When it was time to walk home we took a less than circuitous course back to our admittedly shabby apartment, en route to which we encountered some ruffians—eight that I could count—who proceeded to engage us in a fisticuffs. Needless to say, they outmanned us. Tim’s jaw was broken on nearly the first punch. I fortunately did not rupture my then delicate spleen, to protect which I kept my arms over my belly, allowing my face to be knocked about at will, no doubt to the delight of the assailants.

Nonetheless, I don’t think either one of us were frightened—perhaps we hadn’t had time to be frightened, as it all happened so fast—until I heard and then saw one of the hooligans open his switchbladeswitchblade.  For a moment, I thought all was lost. It was not. Just as he was approaching me, pinned as I was against the side of a car, a large man came from nowhere. He seemed, at the time, of superhuman size. Indeed, I doubt I have in the flesh ever seen anyone so large unless seeing an (American) football player, a lineman, at a distance during a football game were to count. But even such girth I am not certain would surpass that man’s—if he was a man. I had a feeling at the time that both the size and the rapidity of his appearance and then sudden disappearance could qualify him for angelic status. Admittedly, he did not sing; nor did he have a harp or a halo or wings. Yet even if he was not a capital ‘A’ angel, he was at the very least a lowercase ‘a’ angel. He came to announce to that entire group of ruffians that it was over and they should go home. And that they did, immediately, without asking questions or even tagging Tim or me with one last upper cut or left hook. They scattered. We were safe, and we stumbled home. And maybe that night, just maybe, we encountered a real live angel.

Harry and Blanche Jakes
Harry and Blanche Jakes

But that apparition was vastly different from the angel that Ed and I encountered in the memorial store on Wyoming Avenue in Kingston, for there we came upon a small, elderly woman who asked about Elaine Jakes. Was this Harry and Blanche’s daughter, she asked? Blythe Evans’ cousin? “Yes,” we said. Oh, she said, I knew Elaine—a bit of a free spirit, that Lainey. What a wonderful lady and what a fine family she came from. Blythe—well, everyone was proud of him, the district attorney. And, her sister—“My wife, Lee Ann,” Ed piped in—well, she was a marvelous person, raised two fine boys, didn’t she? “Yes,” Ed, added, “my sons, Mark and Eric.” Fine lads, the woman said; one became a doctor, the other, was it a professor? “Yes,” Ed and I concurred, adding a few details to round out the family portrait.

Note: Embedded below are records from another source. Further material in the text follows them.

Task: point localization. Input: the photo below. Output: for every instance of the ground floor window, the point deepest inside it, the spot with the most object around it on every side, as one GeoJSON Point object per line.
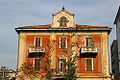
{"type": "Point", "coordinates": [89, 64]}
{"type": "Point", "coordinates": [37, 64]}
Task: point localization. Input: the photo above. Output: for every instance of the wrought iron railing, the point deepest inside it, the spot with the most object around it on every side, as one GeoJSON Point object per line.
{"type": "Point", "coordinates": [89, 49]}
{"type": "Point", "coordinates": [35, 49]}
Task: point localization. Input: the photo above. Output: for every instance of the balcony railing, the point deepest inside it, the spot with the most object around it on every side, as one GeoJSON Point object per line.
{"type": "Point", "coordinates": [89, 49]}
{"type": "Point", "coordinates": [59, 72]}
{"type": "Point", "coordinates": [35, 49]}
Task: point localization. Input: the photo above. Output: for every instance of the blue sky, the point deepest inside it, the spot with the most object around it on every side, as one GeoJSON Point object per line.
{"type": "Point", "coordinates": [15, 13]}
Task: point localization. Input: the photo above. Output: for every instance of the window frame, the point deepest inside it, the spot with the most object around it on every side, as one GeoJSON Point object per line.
{"type": "Point", "coordinates": [63, 62]}
{"type": "Point", "coordinates": [88, 40]}
{"type": "Point", "coordinates": [86, 70]}
{"type": "Point", "coordinates": [60, 42]}
{"type": "Point", "coordinates": [39, 64]}
{"type": "Point", "coordinates": [35, 41]}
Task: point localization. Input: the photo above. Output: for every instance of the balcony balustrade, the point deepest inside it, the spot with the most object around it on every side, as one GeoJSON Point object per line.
{"type": "Point", "coordinates": [89, 49]}
{"type": "Point", "coordinates": [59, 72]}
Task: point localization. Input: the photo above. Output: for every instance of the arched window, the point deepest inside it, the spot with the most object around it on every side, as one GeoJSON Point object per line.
{"type": "Point", "coordinates": [63, 21]}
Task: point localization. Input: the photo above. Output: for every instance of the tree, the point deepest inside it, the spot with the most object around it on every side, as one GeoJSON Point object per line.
{"type": "Point", "coordinates": [28, 69]}
{"type": "Point", "coordinates": [71, 63]}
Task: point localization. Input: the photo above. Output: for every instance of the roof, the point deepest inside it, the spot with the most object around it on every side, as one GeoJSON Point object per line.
{"type": "Point", "coordinates": [117, 16]}
{"type": "Point", "coordinates": [63, 10]}
{"type": "Point", "coordinates": [38, 26]}
{"type": "Point", "coordinates": [49, 26]}
{"type": "Point", "coordinates": [87, 26]}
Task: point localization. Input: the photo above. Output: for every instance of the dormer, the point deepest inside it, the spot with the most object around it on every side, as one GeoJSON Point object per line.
{"type": "Point", "coordinates": [63, 19]}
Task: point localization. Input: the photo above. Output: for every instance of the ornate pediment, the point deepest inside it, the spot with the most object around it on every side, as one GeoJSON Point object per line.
{"type": "Point", "coordinates": [63, 19]}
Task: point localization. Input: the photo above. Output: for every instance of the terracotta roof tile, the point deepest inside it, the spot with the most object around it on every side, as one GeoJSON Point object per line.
{"type": "Point", "coordinates": [39, 26]}
{"type": "Point", "coordinates": [86, 26]}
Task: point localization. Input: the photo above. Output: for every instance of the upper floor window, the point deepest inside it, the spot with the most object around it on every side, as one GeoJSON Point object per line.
{"type": "Point", "coordinates": [63, 42]}
{"type": "Point", "coordinates": [89, 64]}
{"type": "Point", "coordinates": [37, 64]}
{"type": "Point", "coordinates": [63, 21]}
{"type": "Point", "coordinates": [89, 41]}
{"type": "Point", "coordinates": [62, 63]}
{"type": "Point", "coordinates": [37, 42]}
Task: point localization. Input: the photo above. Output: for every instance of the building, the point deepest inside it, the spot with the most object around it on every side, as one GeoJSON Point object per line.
{"type": "Point", "coordinates": [6, 73]}
{"type": "Point", "coordinates": [117, 23]}
{"type": "Point", "coordinates": [114, 59]}
{"type": "Point", "coordinates": [92, 47]}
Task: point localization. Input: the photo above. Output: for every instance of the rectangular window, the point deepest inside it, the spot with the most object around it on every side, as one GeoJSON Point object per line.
{"type": "Point", "coordinates": [88, 64]}
{"type": "Point", "coordinates": [37, 64]}
{"type": "Point", "coordinates": [89, 41]}
{"type": "Point", "coordinates": [37, 43]}
{"type": "Point", "coordinates": [62, 64]}
{"type": "Point", "coordinates": [63, 42]}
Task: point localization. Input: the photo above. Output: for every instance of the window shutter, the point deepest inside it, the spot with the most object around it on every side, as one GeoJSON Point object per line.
{"type": "Point", "coordinates": [59, 42]}
{"type": "Point", "coordinates": [37, 42]}
{"type": "Point", "coordinates": [37, 64]}
{"type": "Point", "coordinates": [66, 42]}
{"type": "Point", "coordinates": [89, 65]}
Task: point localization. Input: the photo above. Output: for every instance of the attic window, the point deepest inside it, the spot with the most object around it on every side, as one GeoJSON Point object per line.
{"type": "Point", "coordinates": [63, 21]}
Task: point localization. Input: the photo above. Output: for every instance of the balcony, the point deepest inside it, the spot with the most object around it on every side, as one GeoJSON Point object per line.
{"type": "Point", "coordinates": [89, 49]}
{"type": "Point", "coordinates": [35, 51]}
{"type": "Point", "coordinates": [59, 72]}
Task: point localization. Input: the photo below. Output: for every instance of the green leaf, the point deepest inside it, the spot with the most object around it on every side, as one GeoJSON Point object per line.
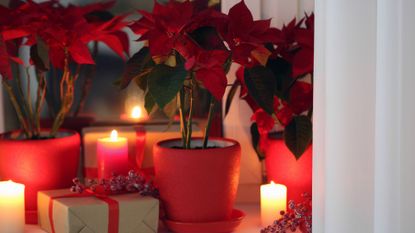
{"type": "Point", "coordinates": [282, 72]}
{"type": "Point", "coordinates": [137, 67]}
{"type": "Point", "coordinates": [230, 96]}
{"type": "Point", "coordinates": [255, 141]}
{"type": "Point", "coordinates": [164, 82]}
{"type": "Point", "coordinates": [298, 134]}
{"type": "Point", "coordinates": [261, 83]}
{"type": "Point", "coordinates": [149, 103]}
{"type": "Point", "coordinates": [171, 108]}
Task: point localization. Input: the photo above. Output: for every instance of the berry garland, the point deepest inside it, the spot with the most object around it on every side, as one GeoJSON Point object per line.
{"type": "Point", "coordinates": [134, 182]}
{"type": "Point", "coordinates": [298, 216]}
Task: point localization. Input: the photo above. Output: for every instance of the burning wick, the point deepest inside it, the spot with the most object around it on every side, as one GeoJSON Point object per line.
{"type": "Point", "coordinates": [136, 112]}
{"type": "Point", "coordinates": [114, 135]}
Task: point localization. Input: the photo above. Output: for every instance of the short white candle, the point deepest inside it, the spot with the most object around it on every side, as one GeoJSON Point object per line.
{"type": "Point", "coordinates": [273, 201]}
{"type": "Point", "coordinates": [12, 213]}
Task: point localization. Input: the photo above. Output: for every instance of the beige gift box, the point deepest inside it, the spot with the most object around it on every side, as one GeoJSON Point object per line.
{"type": "Point", "coordinates": [137, 214]}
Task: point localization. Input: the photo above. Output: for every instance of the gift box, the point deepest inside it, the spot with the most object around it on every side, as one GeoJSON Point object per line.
{"type": "Point", "coordinates": [61, 211]}
{"type": "Point", "coordinates": [140, 143]}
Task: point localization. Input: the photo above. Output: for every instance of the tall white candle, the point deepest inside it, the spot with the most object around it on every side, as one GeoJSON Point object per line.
{"type": "Point", "coordinates": [12, 213]}
{"type": "Point", "coordinates": [273, 201]}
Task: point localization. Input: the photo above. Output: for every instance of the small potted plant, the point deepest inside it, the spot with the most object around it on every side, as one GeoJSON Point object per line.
{"type": "Point", "coordinates": [282, 100]}
{"type": "Point", "coordinates": [56, 36]}
{"type": "Point", "coordinates": [188, 48]}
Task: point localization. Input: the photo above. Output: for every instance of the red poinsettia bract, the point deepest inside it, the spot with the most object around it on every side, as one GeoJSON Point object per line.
{"type": "Point", "coordinates": [208, 68]}
{"type": "Point", "coordinates": [65, 30]}
{"type": "Point", "coordinates": [244, 34]}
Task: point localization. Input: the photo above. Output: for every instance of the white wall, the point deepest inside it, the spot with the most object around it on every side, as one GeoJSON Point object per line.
{"type": "Point", "coordinates": [364, 126]}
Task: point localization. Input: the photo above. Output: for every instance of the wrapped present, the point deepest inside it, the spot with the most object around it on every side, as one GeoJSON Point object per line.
{"type": "Point", "coordinates": [61, 211]}
{"type": "Point", "coordinates": [140, 143]}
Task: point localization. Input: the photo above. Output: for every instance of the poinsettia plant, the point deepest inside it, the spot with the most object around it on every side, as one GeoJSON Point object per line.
{"type": "Point", "coordinates": [188, 48]}
{"type": "Point", "coordinates": [58, 37]}
{"type": "Point", "coordinates": [280, 91]}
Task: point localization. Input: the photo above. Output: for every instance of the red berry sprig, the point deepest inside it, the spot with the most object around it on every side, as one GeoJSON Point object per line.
{"type": "Point", "coordinates": [134, 182]}
{"type": "Point", "coordinates": [298, 216]}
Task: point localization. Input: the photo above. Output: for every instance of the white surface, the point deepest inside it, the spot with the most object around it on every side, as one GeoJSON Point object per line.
{"type": "Point", "coordinates": [364, 117]}
{"type": "Point", "coordinates": [344, 126]}
{"type": "Point", "coordinates": [251, 223]}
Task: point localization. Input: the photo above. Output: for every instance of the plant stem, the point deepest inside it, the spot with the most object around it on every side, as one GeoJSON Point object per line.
{"type": "Point", "coordinates": [209, 121]}
{"type": "Point", "coordinates": [67, 96]}
{"type": "Point", "coordinates": [180, 100]}
{"type": "Point", "coordinates": [25, 108]}
{"type": "Point", "coordinates": [29, 101]}
{"type": "Point", "coordinates": [89, 77]}
{"type": "Point", "coordinates": [41, 93]}
{"type": "Point", "coordinates": [17, 108]}
{"type": "Point", "coordinates": [190, 117]}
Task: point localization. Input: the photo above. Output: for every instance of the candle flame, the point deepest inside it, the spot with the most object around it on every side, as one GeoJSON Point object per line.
{"type": "Point", "coordinates": [136, 112]}
{"type": "Point", "coordinates": [114, 135]}
{"type": "Point", "coordinates": [11, 188]}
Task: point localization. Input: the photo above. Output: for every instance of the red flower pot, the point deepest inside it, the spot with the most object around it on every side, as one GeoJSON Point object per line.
{"type": "Point", "coordinates": [197, 185]}
{"type": "Point", "coordinates": [282, 167]}
{"type": "Point", "coordinates": [39, 164]}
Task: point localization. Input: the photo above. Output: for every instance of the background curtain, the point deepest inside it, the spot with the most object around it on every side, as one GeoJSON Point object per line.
{"type": "Point", "coordinates": [364, 117]}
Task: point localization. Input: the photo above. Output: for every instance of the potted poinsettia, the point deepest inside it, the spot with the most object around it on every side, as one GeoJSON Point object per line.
{"type": "Point", "coordinates": [187, 48]}
{"type": "Point", "coordinates": [57, 37]}
{"type": "Point", "coordinates": [280, 93]}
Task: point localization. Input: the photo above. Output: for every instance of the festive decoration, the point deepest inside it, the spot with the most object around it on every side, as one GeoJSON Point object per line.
{"type": "Point", "coordinates": [112, 155]}
{"type": "Point", "coordinates": [197, 185]}
{"type": "Point", "coordinates": [194, 49]}
{"type": "Point", "coordinates": [12, 215]}
{"type": "Point", "coordinates": [279, 90]}
{"type": "Point", "coordinates": [298, 217]}
{"type": "Point", "coordinates": [58, 37]}
{"type": "Point", "coordinates": [273, 201]}
{"type": "Point", "coordinates": [39, 164]}
{"type": "Point", "coordinates": [282, 166]}
{"type": "Point", "coordinates": [116, 184]}
{"type": "Point", "coordinates": [61, 211]}
{"type": "Point", "coordinates": [136, 137]}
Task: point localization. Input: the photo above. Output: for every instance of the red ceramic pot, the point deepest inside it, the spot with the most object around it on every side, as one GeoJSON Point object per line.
{"type": "Point", "coordinates": [197, 185]}
{"type": "Point", "coordinates": [282, 167]}
{"type": "Point", "coordinates": [39, 164]}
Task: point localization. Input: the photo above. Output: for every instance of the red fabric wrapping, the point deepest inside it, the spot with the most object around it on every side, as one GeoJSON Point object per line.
{"type": "Point", "coordinates": [113, 208]}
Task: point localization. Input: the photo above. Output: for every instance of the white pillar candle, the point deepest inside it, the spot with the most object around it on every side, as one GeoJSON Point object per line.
{"type": "Point", "coordinates": [12, 213]}
{"type": "Point", "coordinates": [112, 156]}
{"type": "Point", "coordinates": [273, 201]}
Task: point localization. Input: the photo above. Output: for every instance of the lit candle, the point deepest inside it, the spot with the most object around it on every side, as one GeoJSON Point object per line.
{"type": "Point", "coordinates": [136, 114]}
{"type": "Point", "coordinates": [273, 201]}
{"type": "Point", "coordinates": [112, 155]}
{"type": "Point", "coordinates": [12, 215]}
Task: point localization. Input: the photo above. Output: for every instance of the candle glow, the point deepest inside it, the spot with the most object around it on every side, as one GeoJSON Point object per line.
{"type": "Point", "coordinates": [12, 213]}
{"type": "Point", "coordinates": [136, 112]}
{"type": "Point", "coordinates": [114, 135]}
{"type": "Point", "coordinates": [273, 201]}
{"type": "Point", "coordinates": [112, 153]}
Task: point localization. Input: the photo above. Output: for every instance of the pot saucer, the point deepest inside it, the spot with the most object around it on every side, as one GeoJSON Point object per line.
{"type": "Point", "coordinates": [207, 227]}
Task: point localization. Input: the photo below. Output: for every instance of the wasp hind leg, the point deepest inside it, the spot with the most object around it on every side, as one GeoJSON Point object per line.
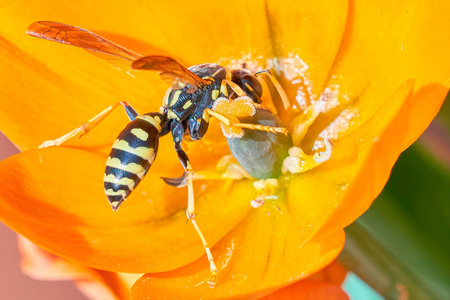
{"type": "Point", "coordinates": [86, 127]}
{"type": "Point", "coordinates": [260, 127]}
{"type": "Point", "coordinates": [187, 180]}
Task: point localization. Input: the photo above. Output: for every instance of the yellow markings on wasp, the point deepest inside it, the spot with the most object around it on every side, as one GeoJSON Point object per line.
{"type": "Point", "coordinates": [217, 72]}
{"type": "Point", "coordinates": [228, 74]}
{"type": "Point", "coordinates": [205, 116]}
{"type": "Point", "coordinates": [224, 88]}
{"type": "Point", "coordinates": [122, 181]}
{"type": "Point", "coordinates": [143, 152]}
{"type": "Point", "coordinates": [110, 192]}
{"type": "Point", "coordinates": [172, 115]}
{"type": "Point", "coordinates": [152, 121]}
{"type": "Point", "coordinates": [135, 168]}
{"type": "Point", "coordinates": [215, 94]}
{"type": "Point", "coordinates": [209, 78]}
{"type": "Point", "coordinates": [175, 97]}
{"type": "Point", "coordinates": [187, 104]}
{"type": "Point", "coordinates": [140, 134]}
{"type": "Point", "coordinates": [166, 97]}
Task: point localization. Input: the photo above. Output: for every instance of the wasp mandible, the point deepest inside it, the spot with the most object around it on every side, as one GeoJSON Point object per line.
{"type": "Point", "coordinates": [193, 97]}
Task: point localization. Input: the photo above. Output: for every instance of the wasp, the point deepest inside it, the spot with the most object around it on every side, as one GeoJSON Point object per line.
{"type": "Point", "coordinates": [195, 94]}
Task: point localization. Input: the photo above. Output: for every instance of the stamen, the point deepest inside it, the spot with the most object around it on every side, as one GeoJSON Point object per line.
{"type": "Point", "coordinates": [298, 161]}
{"type": "Point", "coordinates": [264, 189]}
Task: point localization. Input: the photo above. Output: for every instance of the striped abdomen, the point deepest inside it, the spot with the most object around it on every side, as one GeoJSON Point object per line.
{"type": "Point", "coordinates": [131, 156]}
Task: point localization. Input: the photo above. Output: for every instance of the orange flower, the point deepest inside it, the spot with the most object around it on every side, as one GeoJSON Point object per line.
{"type": "Point", "coordinates": [383, 71]}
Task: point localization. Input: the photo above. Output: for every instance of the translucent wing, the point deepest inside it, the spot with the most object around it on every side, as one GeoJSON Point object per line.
{"type": "Point", "coordinates": [71, 35]}
{"type": "Point", "coordinates": [170, 71]}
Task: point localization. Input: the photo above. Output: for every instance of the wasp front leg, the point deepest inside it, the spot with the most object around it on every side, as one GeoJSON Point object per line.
{"type": "Point", "coordinates": [177, 130]}
{"type": "Point", "coordinates": [86, 127]}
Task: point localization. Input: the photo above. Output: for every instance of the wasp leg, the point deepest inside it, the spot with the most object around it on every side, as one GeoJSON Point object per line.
{"type": "Point", "coordinates": [177, 132]}
{"type": "Point", "coordinates": [86, 127]}
{"type": "Point", "coordinates": [238, 91]}
{"type": "Point", "coordinates": [228, 122]}
{"type": "Point", "coordinates": [278, 87]}
{"type": "Point", "coordinates": [198, 129]}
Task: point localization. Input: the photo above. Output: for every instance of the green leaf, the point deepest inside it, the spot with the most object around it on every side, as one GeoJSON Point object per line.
{"type": "Point", "coordinates": [404, 238]}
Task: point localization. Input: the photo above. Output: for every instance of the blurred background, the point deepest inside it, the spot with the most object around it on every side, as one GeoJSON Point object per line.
{"type": "Point", "coordinates": [399, 249]}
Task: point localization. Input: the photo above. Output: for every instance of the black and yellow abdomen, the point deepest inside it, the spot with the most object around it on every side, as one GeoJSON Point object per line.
{"type": "Point", "coordinates": [131, 156]}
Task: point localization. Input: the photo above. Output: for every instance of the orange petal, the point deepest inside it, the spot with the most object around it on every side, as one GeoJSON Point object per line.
{"type": "Point", "coordinates": [148, 234]}
{"type": "Point", "coordinates": [95, 284]}
{"type": "Point", "coordinates": [309, 290]}
{"type": "Point", "coordinates": [261, 254]}
{"type": "Point", "coordinates": [325, 284]}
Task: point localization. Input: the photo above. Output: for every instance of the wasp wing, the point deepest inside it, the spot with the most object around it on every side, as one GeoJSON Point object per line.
{"type": "Point", "coordinates": [71, 35]}
{"type": "Point", "coordinates": [170, 71]}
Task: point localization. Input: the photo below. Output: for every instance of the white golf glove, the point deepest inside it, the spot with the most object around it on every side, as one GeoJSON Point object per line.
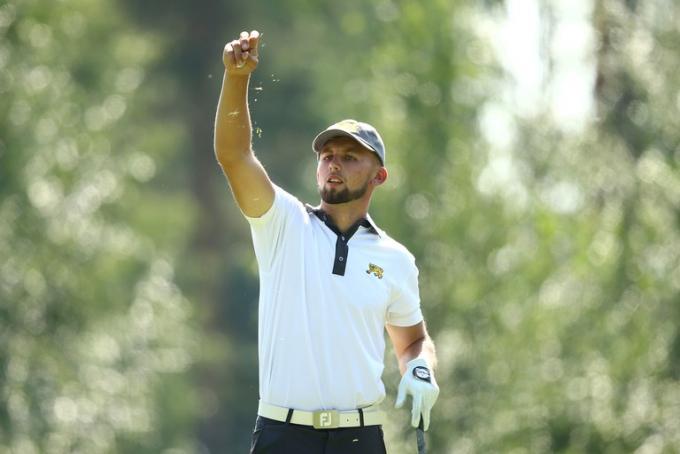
{"type": "Point", "coordinates": [419, 382]}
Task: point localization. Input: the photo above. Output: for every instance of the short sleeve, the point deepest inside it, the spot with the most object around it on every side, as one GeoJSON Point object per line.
{"type": "Point", "coordinates": [404, 308]}
{"type": "Point", "coordinates": [270, 229]}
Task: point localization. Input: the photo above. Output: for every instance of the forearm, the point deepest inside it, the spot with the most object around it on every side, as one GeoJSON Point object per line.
{"type": "Point", "coordinates": [421, 348]}
{"type": "Point", "coordinates": [233, 130]}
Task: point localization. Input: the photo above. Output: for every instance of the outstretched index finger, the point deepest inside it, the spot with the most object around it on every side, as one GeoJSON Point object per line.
{"type": "Point", "coordinates": [253, 42]}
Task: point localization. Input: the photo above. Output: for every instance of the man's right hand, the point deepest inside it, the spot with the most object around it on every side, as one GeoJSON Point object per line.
{"type": "Point", "coordinates": [240, 55]}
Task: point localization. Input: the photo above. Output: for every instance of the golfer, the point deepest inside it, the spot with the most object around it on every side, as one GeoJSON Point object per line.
{"type": "Point", "coordinates": [331, 283]}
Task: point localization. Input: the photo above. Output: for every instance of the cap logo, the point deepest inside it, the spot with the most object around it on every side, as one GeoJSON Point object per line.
{"type": "Point", "coordinates": [349, 126]}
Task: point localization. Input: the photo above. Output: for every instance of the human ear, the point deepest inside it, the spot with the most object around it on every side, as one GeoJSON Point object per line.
{"type": "Point", "coordinates": [380, 176]}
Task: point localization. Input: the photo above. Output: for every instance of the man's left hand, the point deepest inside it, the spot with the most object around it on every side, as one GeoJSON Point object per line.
{"type": "Point", "coordinates": [419, 382]}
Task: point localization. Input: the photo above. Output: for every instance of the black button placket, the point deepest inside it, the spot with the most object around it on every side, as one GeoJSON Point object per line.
{"type": "Point", "coordinates": [341, 246]}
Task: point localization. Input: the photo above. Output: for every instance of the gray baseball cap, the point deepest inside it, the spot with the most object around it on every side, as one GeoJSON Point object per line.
{"type": "Point", "coordinates": [363, 133]}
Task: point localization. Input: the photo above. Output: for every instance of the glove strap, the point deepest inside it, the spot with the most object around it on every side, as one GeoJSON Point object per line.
{"type": "Point", "coordinates": [418, 367]}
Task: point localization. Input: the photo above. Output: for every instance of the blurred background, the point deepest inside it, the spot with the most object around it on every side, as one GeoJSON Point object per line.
{"type": "Point", "coordinates": [534, 149]}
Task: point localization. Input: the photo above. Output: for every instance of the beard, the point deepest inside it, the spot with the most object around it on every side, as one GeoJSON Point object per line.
{"type": "Point", "coordinates": [334, 196]}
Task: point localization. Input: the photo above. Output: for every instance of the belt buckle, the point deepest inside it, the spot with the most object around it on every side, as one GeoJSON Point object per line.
{"type": "Point", "coordinates": [326, 419]}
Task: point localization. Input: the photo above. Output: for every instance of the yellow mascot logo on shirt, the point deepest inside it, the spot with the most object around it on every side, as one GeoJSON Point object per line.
{"type": "Point", "coordinates": [375, 269]}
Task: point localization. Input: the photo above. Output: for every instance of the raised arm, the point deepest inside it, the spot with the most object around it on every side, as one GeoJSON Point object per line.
{"type": "Point", "coordinates": [249, 182]}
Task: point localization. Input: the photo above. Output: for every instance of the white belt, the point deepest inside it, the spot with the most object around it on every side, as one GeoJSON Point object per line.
{"type": "Point", "coordinates": [324, 419]}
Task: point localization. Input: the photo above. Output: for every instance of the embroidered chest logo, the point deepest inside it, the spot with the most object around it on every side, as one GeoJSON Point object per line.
{"type": "Point", "coordinates": [376, 270]}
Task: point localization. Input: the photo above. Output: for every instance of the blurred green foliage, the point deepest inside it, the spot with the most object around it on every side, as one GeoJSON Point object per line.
{"type": "Point", "coordinates": [549, 251]}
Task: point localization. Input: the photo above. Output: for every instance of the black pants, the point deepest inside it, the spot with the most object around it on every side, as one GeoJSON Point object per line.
{"type": "Point", "coordinates": [275, 437]}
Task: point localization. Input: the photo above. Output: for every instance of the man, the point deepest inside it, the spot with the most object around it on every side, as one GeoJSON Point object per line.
{"type": "Point", "coordinates": [331, 282]}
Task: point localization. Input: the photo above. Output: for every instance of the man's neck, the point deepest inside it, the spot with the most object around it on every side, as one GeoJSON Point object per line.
{"type": "Point", "coordinates": [345, 215]}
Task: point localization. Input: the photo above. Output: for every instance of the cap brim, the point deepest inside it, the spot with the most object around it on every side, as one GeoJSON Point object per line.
{"type": "Point", "coordinates": [328, 134]}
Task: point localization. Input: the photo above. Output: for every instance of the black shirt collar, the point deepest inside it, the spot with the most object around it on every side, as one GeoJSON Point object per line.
{"type": "Point", "coordinates": [366, 222]}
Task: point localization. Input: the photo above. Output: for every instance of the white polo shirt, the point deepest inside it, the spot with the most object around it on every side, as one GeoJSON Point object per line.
{"type": "Point", "coordinates": [324, 302]}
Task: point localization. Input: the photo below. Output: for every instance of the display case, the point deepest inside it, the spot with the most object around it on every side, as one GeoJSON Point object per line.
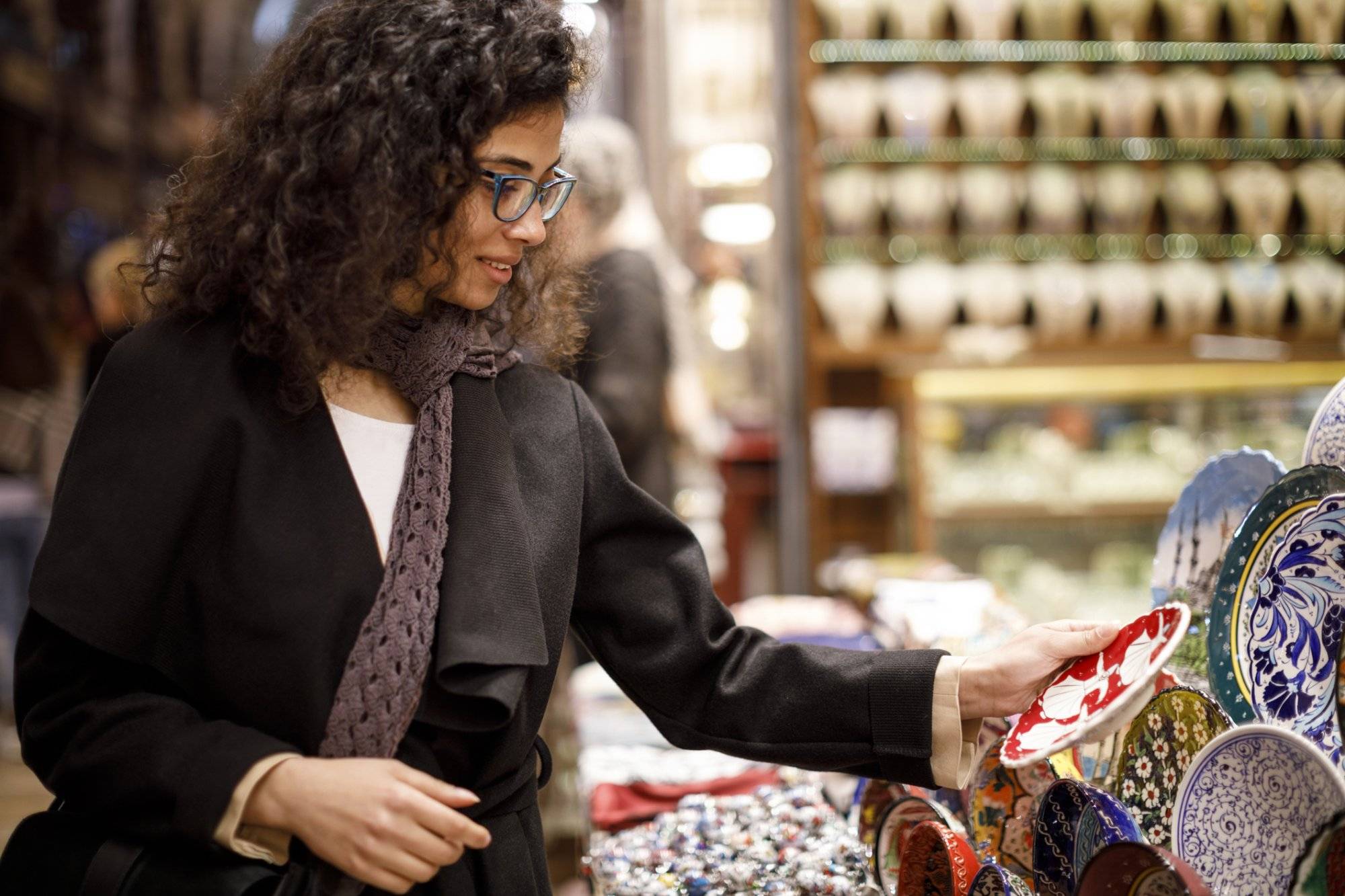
{"type": "Point", "coordinates": [1091, 245]}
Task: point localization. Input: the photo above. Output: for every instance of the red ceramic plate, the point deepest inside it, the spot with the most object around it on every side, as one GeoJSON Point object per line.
{"type": "Point", "coordinates": [1098, 693]}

But Harry was special, she said. He was a wonderful human being. He bought his mother and his father’s memorials here, you know, and Jemima Jones’ and Lizzie Ann Evans’. Then afterwards he used to come by from time to time just to say hello, just to be friendly and keep us here in the store up with what was going on at his church, with the family and in his neighborhood. A good man, that Harry Jakes, she said. In parting, she gave Ed and me each a small gift; a small metallic medallion of an angel.

Angel medallion
Angel Medallion

Take these, she said, and be blessed. It’s an angel, she said, a small gift to remind you that there are real angels. Ed smiled and took it, as did I, expressing our thanks.

To write this blog, I used Google Earth to try to find that memorial store. I thought it must still be there—after all, it was just three years ago that I was visiting and I bought the headstone. But though I thrice virtually traversed of Wyoming Avenue and looked up and down for it, I could not find it. I could not find even the place where I recall that it was located. It would seem to have come and gone nearly as quickly as that angel, if he was an angel, who delivered Tim and me from the valley of the shadow of death in Carlisle all those years ago. No, I’m sure that that store is there and that I just missed it. And perhaps that woman was not a real angel. But I don’t doubt that she gave us an angelic blessing, and that that blessing is one that points to the angels we encounter in this life, whether they be humans or something or someone, somewhat otherworldly, in human form.